En passant à la réalisation, l’actrice Maïwenn a concrétisé un projet très personnel. Lancé sur ses fonds propres, puis refinancé par ses producteurs, Pardonnez-moi doit tout à l’exigence personnelle et artistique de sa réalisatrice-comédienne. Un film étrange, convulsif et qui reste, sinon totalement réussi, au moins étrangement fascinant.
Actrice de théâtre, Violette décide, alors qu’elle est au début de sa grossesse, de filmer sa famille pour son enfant à venir. « Je veux une caméra qui fait que les gens ne me croient pas si je leur dis que je filme, qu’ils ne me prennent pas au sérieux » lance-t-elle. Un monde sépare souvent ce que Violette dit et ce qu’elle désire. Ce sera elle, en fait, qui voudra ne pas prendre au sérieux les conflits familiaux que soulève sa nouvelle lubie, tandis que les autres vivront pleinement cette étrange agression.
Difficile pour ceux qui se souviennent de l’actrice-réalisatrice Maïwenn dans Le Cinquième Élément de la reconnaître dans le rôle de Violette. Angoissée, hargneuse et bouleversante, elle crève littéralement l’écran. Scénariste d’un film qu’elle décrit comme privé de scénario, Maïwenn livre une œuvre déroutante, à la construction complexe. La réalisatrice a plusieurs identités dans son film. À l’écran, elle est Violette qui décide de filmer son monde. Elle joue aussi un rôle au théâtre — rôle qui n’est pas sans rappeler le personnage de Violette, qui n’est elle-même qu’un miroir pour Maïwenn. Derrière la caméra, elle réalise évidemment son film, mais brouille encore les frontières en insérant dans la fiction des images d’archives de sa propre enfance… Maïwenn a décidé, en dernier recours, et après avoir auditionné nombre de comédiennes, d’incarner elle-même Violette. Elle s’est souvent, lors du tournage, laissée aller à intégrer des éléments de ses propres expériences à un personnage déjà largement autobiographique. Son jeu, comme celui des autres acteurs, est basé sur l’improvisation, qu’elle a imposé à tous ses interprètes. Le film y gagne une efficacité et une agressivité redoutables, évidemment renforcées par une mise en scène dépouillée qui n’est pas sans rappeler celle de Festen.

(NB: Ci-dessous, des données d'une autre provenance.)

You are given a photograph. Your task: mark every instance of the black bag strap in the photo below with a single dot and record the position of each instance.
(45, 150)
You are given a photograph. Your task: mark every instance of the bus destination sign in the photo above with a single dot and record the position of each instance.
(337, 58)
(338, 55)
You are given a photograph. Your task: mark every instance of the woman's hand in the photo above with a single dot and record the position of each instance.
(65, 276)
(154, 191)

Dominique, l’ombre du père adoré et détesté (incarné par le talentueux Pascal Greggory) transparaît dans tous les personnages masculins de Pardonnez-moi. Présenté par sa fille comme un monstre violent et manipulateur, un irresponsable Peter Pan, il n’apparaît à l’écran que comme un doux rêveur, un peu interdit devant la violence fielleuse de la haine que lui porte Violette. Mais le père, c’est également Paul, campé par Aurélien Recoing, dans le rôle de l’amant de la mère, géniteur ignoré de la petite sœur de Violette, et qu’elle finira par désirer et comme père, et comme amant. Le père, c’est enfin le petit ami, qui fuit à toutes jambes lorsque Violette lui propose le mariage. On ne saurait trop évoquer Electre, pendant féminin d’Œdipe dans la mythologie. C’est là la grande faiblesse du film : les obsessions de Maïwenn transparaissent tellement qu’on a l’impression d’assister à une illustration filmée par la patiente de sa thérapie.

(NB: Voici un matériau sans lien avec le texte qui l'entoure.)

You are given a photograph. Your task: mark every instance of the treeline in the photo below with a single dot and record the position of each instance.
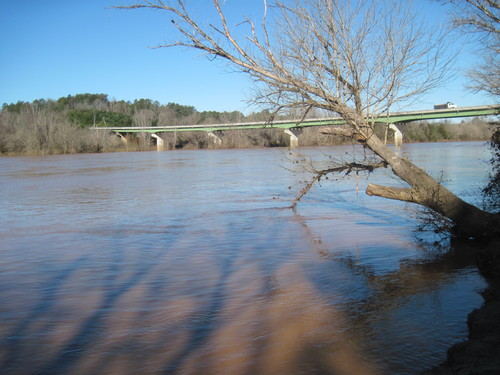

Mais règle-t-elle seulement ses comptes ? La psy de Violette lui lance que ce personnage de père déjà multiple a été peut-être été seulement fantasmé par elle. Alors que personne dans sa famille ne confirme ses souvenirs, elle soutient mordicus ses griefs contre son père. Son film n’est pour elle que la mise en scène de ce qu’elle aurait aimé être la réalité. Dès lors, on s’interroge : qui de Violette ou de Maïwenn se sert de son film pour concrétiser ses angoisses et ce père haï et désiré ? La folie parfois insoutenable que dégage le film ne fait alors que prendre de l’intensité, d’autant que Maïwenn elle-même admet avoir à de nombreuses reprises pendant le tournage laissé son passé prendre le pas sur celui de son personnage.
Premier film dangereusement original dans la forme, Pardonnez-moi est une expérience cinématographique sans doute unique, une variation sur le thème de Festen aux accents jusqu’au-boutistes impressionnants. Ce film intime et audacieux, lancé au départ par Maïwenn sur ses fonds propres, mérite certainement le coup d’œil. S’il n’est pas totalement réussi, il reste suffisamment extrême et original dans le paysage cinématographique français pour susciter une curiosité respectueuse et légitime.